For many drivers, the price they pay each month for their car insurance can be a pretty hefty expense. Many people are forced to pay hundreds of dollars in order to be able to operate their vehicles. Car insurance companies reach the prices for their calculated premiums by taking a plethora of different factors into consideration. There are some of them that you can do something about in order to lower you insurance costs, but others may out of your control or unfeasible to change. Knowing how your premium is calculated, however, will give you a better understanding of the different ways to cut costs.
It might not be fair, but there is no question about it – women pay less than men for car insurance. Sometimes, it can be significantly less. This is often attributed to the fact that women statistically are involved in fewer accidents and are all around safer drivers than men.
This is great news for women out there, but what about for men? Regretfully, apart from pursuing safe-driver and similar discounts from your insurance company, there is not too much that you can do about this one.
2. Marital Status
The premium you pay on your car insurance is directly affected by your marital status. Single drivers are in a higher risk group than those that are married, resulting in higher costs. According to public data, you are less likely to get into an accident after you get tie the knot. Some analysts attribute this to the fact that single drivers often drive more and also that married drivers take fewer risks.
3. Credit Score
If you want to lower your insurance premium then focus on increasing your credit score. For the most part, consumers who have a bad credit score pay 20-50% more for auto insurance than those with a perfect financial history. This is because of the correlation between poor credit scores and a larger number of claims being filed. For drivers with high premiums, working to bring up your score can save hundreds or thousands of dollars a year.

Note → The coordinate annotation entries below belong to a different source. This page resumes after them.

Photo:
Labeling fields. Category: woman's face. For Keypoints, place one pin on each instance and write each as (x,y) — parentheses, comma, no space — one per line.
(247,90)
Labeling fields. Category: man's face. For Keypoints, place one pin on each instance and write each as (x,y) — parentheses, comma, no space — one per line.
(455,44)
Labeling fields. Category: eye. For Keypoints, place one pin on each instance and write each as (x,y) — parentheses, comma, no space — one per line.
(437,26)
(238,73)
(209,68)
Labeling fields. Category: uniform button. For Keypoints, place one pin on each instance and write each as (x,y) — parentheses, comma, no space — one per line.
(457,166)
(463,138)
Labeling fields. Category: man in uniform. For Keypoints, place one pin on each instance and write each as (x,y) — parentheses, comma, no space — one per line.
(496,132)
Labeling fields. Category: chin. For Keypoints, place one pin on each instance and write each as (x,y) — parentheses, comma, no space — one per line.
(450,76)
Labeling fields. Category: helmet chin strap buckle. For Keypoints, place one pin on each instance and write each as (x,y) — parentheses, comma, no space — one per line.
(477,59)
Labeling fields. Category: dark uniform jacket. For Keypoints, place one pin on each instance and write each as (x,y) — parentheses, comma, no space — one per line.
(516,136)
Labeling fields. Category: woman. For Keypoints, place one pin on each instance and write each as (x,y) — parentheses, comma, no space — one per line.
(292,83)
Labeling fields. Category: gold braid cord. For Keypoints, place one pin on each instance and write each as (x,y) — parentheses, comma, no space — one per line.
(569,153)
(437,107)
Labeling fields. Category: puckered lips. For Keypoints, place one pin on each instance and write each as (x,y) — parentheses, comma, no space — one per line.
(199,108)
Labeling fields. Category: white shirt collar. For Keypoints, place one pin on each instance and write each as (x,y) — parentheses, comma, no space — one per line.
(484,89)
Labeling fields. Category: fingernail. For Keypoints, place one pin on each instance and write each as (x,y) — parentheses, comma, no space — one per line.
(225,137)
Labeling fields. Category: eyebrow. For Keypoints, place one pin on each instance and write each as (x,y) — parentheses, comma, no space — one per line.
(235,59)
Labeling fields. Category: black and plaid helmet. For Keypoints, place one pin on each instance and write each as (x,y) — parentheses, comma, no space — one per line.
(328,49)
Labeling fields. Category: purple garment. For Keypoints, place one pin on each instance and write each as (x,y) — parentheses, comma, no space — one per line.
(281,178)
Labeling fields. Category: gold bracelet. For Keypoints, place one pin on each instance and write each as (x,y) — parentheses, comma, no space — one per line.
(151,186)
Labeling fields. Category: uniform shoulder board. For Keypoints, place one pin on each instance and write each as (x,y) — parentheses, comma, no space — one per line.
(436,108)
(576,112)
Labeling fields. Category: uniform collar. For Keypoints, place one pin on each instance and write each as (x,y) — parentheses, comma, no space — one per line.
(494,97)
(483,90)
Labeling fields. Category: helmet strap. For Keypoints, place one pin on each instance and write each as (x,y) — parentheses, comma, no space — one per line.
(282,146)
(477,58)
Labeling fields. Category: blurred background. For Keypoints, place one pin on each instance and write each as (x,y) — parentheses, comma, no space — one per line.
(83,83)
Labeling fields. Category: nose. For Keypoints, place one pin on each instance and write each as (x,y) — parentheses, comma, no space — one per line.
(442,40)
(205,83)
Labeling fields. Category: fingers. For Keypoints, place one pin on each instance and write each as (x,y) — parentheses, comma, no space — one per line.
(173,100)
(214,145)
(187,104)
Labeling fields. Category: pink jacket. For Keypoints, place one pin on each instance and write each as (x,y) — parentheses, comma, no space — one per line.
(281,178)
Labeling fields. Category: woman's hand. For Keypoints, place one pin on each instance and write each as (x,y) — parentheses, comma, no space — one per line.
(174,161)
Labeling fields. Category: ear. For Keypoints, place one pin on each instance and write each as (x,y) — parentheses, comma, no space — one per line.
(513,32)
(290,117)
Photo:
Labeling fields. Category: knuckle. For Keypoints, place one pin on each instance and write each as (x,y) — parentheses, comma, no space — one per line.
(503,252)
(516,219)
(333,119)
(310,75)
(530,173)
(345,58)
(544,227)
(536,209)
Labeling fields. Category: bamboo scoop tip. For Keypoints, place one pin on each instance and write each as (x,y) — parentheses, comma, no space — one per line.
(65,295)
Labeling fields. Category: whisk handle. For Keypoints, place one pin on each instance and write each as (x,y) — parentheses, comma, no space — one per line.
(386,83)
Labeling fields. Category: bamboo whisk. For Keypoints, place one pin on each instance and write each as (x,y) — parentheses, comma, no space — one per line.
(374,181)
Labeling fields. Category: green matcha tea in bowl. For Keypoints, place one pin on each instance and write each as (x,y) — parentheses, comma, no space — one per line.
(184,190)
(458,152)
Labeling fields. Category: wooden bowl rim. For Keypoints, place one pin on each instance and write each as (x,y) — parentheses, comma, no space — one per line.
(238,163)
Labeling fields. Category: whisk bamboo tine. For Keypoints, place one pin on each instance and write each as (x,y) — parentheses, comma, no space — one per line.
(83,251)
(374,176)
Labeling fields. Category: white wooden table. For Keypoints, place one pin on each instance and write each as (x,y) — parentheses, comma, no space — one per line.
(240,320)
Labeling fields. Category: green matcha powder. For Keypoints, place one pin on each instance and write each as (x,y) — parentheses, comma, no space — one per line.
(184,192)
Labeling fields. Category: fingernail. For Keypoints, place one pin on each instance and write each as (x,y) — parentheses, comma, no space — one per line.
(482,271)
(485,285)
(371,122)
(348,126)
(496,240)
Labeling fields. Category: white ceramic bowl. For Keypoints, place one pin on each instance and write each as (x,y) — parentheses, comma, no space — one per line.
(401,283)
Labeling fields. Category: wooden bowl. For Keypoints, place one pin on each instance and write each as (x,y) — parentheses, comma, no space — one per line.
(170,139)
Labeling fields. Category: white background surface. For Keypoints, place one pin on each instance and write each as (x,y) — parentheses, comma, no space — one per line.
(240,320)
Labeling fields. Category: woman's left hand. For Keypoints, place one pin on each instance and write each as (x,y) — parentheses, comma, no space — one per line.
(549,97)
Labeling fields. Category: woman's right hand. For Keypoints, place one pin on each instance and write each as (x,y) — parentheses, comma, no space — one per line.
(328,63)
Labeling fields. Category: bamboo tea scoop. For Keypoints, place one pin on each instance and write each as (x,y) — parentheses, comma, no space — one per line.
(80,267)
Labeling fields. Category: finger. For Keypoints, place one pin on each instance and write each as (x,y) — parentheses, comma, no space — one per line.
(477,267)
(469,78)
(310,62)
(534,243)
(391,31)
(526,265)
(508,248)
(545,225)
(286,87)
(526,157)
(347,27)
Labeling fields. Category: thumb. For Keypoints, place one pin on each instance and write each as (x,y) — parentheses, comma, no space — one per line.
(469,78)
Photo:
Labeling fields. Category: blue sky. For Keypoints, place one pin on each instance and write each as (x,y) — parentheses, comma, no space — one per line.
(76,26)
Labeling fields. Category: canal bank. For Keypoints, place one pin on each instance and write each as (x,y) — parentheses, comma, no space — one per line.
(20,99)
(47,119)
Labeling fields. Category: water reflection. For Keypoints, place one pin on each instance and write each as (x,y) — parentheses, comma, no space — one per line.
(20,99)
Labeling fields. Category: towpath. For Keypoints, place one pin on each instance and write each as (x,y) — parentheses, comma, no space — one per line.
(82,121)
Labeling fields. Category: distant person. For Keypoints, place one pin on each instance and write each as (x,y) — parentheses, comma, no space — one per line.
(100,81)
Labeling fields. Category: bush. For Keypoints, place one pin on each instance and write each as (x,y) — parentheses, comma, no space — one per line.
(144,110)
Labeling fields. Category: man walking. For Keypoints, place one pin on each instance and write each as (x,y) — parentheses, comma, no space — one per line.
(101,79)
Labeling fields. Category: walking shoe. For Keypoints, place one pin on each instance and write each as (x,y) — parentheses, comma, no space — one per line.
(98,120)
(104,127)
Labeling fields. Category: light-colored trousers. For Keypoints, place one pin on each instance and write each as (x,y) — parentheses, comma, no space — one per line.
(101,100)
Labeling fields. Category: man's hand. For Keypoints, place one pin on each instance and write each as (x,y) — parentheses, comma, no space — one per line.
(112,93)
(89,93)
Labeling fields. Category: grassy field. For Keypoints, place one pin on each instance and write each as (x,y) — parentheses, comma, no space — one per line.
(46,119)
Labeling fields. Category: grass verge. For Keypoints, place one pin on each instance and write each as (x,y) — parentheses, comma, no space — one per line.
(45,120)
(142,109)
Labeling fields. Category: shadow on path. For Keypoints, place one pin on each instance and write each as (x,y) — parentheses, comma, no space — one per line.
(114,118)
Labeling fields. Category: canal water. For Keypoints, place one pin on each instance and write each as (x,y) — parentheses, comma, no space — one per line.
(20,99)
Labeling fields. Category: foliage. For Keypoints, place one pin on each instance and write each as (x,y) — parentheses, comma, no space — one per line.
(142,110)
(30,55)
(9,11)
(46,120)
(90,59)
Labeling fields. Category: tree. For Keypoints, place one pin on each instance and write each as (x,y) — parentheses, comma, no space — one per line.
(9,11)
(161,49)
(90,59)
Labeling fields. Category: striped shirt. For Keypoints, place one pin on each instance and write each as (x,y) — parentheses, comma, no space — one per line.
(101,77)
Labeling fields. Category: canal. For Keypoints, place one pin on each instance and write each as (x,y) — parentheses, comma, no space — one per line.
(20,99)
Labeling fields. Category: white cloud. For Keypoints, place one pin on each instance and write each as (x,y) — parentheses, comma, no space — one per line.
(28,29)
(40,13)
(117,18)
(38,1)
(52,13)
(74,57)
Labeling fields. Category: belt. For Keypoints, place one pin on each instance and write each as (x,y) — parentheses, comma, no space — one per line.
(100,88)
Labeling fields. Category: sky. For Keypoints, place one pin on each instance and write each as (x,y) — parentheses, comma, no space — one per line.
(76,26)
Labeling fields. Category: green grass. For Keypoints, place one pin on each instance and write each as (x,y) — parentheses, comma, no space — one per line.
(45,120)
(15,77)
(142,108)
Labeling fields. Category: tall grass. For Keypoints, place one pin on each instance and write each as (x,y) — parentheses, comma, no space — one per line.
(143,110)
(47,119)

4. Model & Age Of Your Vehicle
What kind of car you drive has a big impact on what you pay. If you have a large, safe vehicle, your coverage will likely be less than if you’re driving a less small, more damage-prone car. The age of your vehicle also can affect your costs. Often times, older vehicles are not equipped with as many modern safety features as newly released ones are.
5. What Kind Of Driving You Do
Believe it or not, the type of driving that you do regularly affects your insurance premiums as well. If you drive infrequently and only go short distances, you’ll pay less than someone who drives hundreds of miles each day for work. If your job demands you be on the road a lot, consider talking with them about expensing a portion of your insurance costs. Better yet, explain to them the benefits of providing you with a work vehicle.
6. Where You Live
Big cities have a lot of traffic. If you live or are moving to a large metropolitan area, expect to pay a higher premium. If you’re looking for a cheaper option, consider moving locales. Residents in more rural areas pay less each month thanks to fewer dangers out on the road.
7. Insurance Coverage History
Have you maintained constant insurance coverage recently? Don’t let your insurance lapse, or gaps in your coverage can end up costing you. This is viewed as risky behavior by the insurance companies and will lead to them not only charging you a reinstating fee if you’re currently lapsed, but also charging youhigher for your coverage to negate the risk.
While these seven factors all go into consideration by the insurance companies when they’re calculating your monthly premium, they are not the only ones on the list. No one knows for sure how these companies calculate their monthly charges, but by understanding as much about your insurance costs as possible, you can make changes that are needed to save you money on your premium.